In a multivariate approach, we fit a multi-dimensional ancillary model to the full joint distribution of the training set. This ancillary model will act as a density model and learn the patterns and structure in the dataset. This model can quantify how much any given datapoint is typical or atypical relative to the reference dataset. In implementation, there are many potential approaches for this density model—examples include things like a Variational Autoencoder, Normalizing Flow Models, Density Models, Isolation Forest, and so on. Any technique which is flexible should be able to work effectively. Then, we can use this learned density model to evaluate future datapoints on how similar they are to the training data.

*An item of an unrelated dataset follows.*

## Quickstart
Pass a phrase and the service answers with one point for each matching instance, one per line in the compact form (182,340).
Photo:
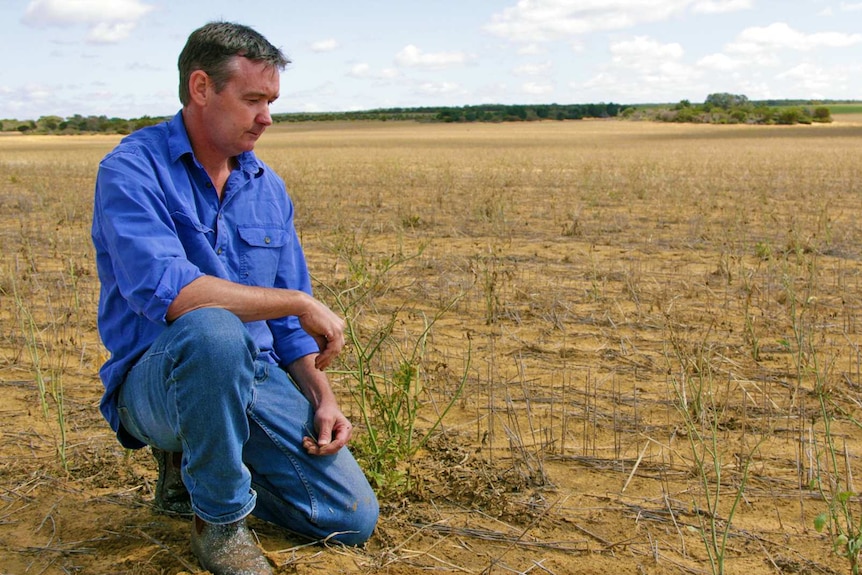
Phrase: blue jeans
(239,422)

This approach is explained further in the sketch below, which shows a simplified view of the process. On the left, imagine we have a training dataset; in this case, it entails only a couple of continuous variables (X1 and X2). We have a small number of sample datapoints scattered around this space of X1 and X2. The dataset has some particular patterns and structure to it (the curved relationship between X1 and X2), perhaps unknown to us. In step two, we fit a density model to this dataset. For brevity, we omit implementation details here, but the overall goal is to quantify where in the X1-X2 space we saw lots of data and where we saw no data. That is indicated in this sketch by the shaded contours: the darkest shading suggests areas where we were very likely to see some data, and blank areas show where we didn’t see any data at all. In step 3, we can use this trained density model to score any new datapoints in terms of how likely they would have been seen, per the training data. Another way to think about this is to score a new datapoint based on whether it adheres to the typical shapes/patterns in the training set or if it is abnormal. As an example, one of the datapoints is green because it falls right in line with the “typical” regions of the density model. This datapoint is very similar to other data in the training set. In contrast, the red datapoint is found in a region where none of the training data was ever seen. In this way, this datapoint is an anomaly and is unlike anything in the training set. In technical terminology, this point is said to be “out of distribution” relative to the training set.
In the example sketched here, note that the univariate drift measures would likely fail to notice the anomalous datapoint. When viewed in a univariate sense (against either X1 or X2), this anomalous datapoint is quite typical. However, because X1 and X2 have a complex structure, we find that the red datapoint is quite different from the training data. When we fail to consider the multivariate case, we can miss many subtle shifts where the production data falls off the data manifold.
This form of out-of-distribution detection is an important part of monitoring the health of a machine learning system. It is becoming increasingly important that ML models can have understanding of their own uncertainty and confidence. In many cases, this amounts to uncertainty over its predictions, given an input. However, with out-of-distribution detection, we can understand what the model thinks the world looks like and we can flag when things are quite a bit different. This is useful because complex ML models are often overconfident in their predictions, especially for data that is unlike what they were trained on. By considering whether each input is in-sample or out-of-sample, we can better quantify when to trust a model’s prediction and when to be leerier.
In this post, we introduced ideas about out-of-distribution detection for the context of Tabular data. But this problem is pervasive for all types of machine learning. In our future posts, we will dive into these ideas for computer vision models and NLP models.